Archeologia del Sottosuolo

Spesso parlo di Archeologia del Sottosuolo, disciplina nata nel corso del I° Congresso Nazionale di Archeologia del Sottosuolo, tenutosi nel dicembre del 2005 a Bolsena.
Da allora pare che ogni gruppo di ricercatori, di appassionati di trekking, di speleologi, di turisti, di escursionisti, di ghost hunters e di esploratori domenicali, si occupino di ciò.
Dal mio punto di vista ciò sarebbe tutto molto bello, ma purtroppo mi rendo conto che non è così.
Innanzitutto non si tratta di un’attività che si può improvvisare, sono necessari anni di pratica e di studio. Inoltre è frutto della convergenza di numerose discipline, quali la speleologia, l’archeologia, l’architettura, la storia, la geologia, etc…
Vagare nei boschi, tra antichi ruderi abbandonati nella speranza di incappare in una cantina abbandonata non è da considerarsi Archeologia del Sottosuolo.
Nemmeno sfoggiare selfie su Facebook per dimostrare di essere giunto fino a quel punto lo è.

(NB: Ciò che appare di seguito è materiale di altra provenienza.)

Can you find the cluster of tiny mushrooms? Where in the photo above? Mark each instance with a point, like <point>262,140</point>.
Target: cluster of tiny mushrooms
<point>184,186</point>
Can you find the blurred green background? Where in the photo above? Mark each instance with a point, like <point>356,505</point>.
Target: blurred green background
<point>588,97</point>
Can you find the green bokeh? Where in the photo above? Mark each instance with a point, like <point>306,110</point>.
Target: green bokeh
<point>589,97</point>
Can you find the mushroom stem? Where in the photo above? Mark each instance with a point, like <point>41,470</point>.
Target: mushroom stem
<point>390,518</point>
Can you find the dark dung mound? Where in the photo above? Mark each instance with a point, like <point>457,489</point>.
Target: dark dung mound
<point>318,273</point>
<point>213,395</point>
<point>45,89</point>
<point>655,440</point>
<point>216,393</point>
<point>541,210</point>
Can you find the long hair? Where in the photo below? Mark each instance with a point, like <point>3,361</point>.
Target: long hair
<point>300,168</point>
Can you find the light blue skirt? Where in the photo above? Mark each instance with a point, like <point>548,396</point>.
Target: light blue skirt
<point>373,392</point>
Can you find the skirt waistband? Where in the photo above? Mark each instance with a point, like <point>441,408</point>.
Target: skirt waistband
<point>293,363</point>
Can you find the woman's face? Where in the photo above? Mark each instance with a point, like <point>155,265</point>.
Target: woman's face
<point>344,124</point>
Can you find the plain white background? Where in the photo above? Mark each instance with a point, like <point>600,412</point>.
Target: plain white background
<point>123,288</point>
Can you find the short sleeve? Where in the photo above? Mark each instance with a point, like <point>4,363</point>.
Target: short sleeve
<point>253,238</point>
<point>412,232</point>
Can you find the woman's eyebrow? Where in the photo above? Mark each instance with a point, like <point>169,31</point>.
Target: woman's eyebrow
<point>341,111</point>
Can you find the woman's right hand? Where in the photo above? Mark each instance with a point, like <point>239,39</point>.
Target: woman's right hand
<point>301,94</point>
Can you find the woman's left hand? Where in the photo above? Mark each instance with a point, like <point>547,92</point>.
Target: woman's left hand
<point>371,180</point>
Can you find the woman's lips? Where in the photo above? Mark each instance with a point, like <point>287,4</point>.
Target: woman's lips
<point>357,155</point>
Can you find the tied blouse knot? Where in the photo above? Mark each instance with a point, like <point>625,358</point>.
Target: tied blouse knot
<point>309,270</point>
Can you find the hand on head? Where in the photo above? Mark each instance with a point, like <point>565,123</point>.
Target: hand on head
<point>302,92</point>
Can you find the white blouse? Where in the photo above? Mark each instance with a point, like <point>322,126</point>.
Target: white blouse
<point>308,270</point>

Si tratta di un’insieme di studi e di raccolta dati che devono essere elaborati in modo tale che possano costituire preziosa (in quanto inedita) documentazione a favore degli studiosi, degli archeologi e delle Sorpintendenze.

Occorre come prima cosa aver maturato almeno cinque o sei anni di esperienza speleologica. In questo modo si apprendono non solo le tecniche ed l’uso dei materiali, ma principalmente si conoscono i propri limiti. Sia fisici che psicologici.
Ci si abitua alla fatica, alla permanenza nel sottosuolo, bagnati dall’acqua, resi scivolosi dal fango, indeboliti dal freddo. Si impara a dominare la paura ed a mantenere la lucidità necessaria per poter svolgere il delicato lavoro di raccolta delle informazioni nel modo più preciso possibile.

Solo allora si potranno effettuare misurazioni, rilievi, campionamenti, ma anche scattare fotografie e girare video.
Queste operazioni, così sommariamente descritte, devono essere eseguite con metodo e con la preparazione necessaria nel capire cosa si stia eseguendo.
E’ quindi obbligatorio trascorrere molte ore sui libri, per imparare, per capire, per comprendere.

Questo è l’unico modo per ottenere dati di interesse, per presentarli in modo corretto ed evitare inutili rischi.

L’Archeologia del Sottosuolo non è solo quella faticosa attività che ci vede strisciare sottoterra misurando mattoni. La maggior parte della ricerca segue sentieri più tradizionali, come la ricerca delle fonti in archivio, la raccolta di testimonianze e di memoria popolare. Ma anche indagini tramite strumentazione elettronica all’avanguardia, come riprese aree tramite droni comandati in remoto, l’impiego di termocamere, di georadar, di sonde endoscopiche.

E’ sicuramente un’attività faticosa ma le cavità artificiali vanno studiate in questo modo. Se avete passione e buon senso ce la potete fare!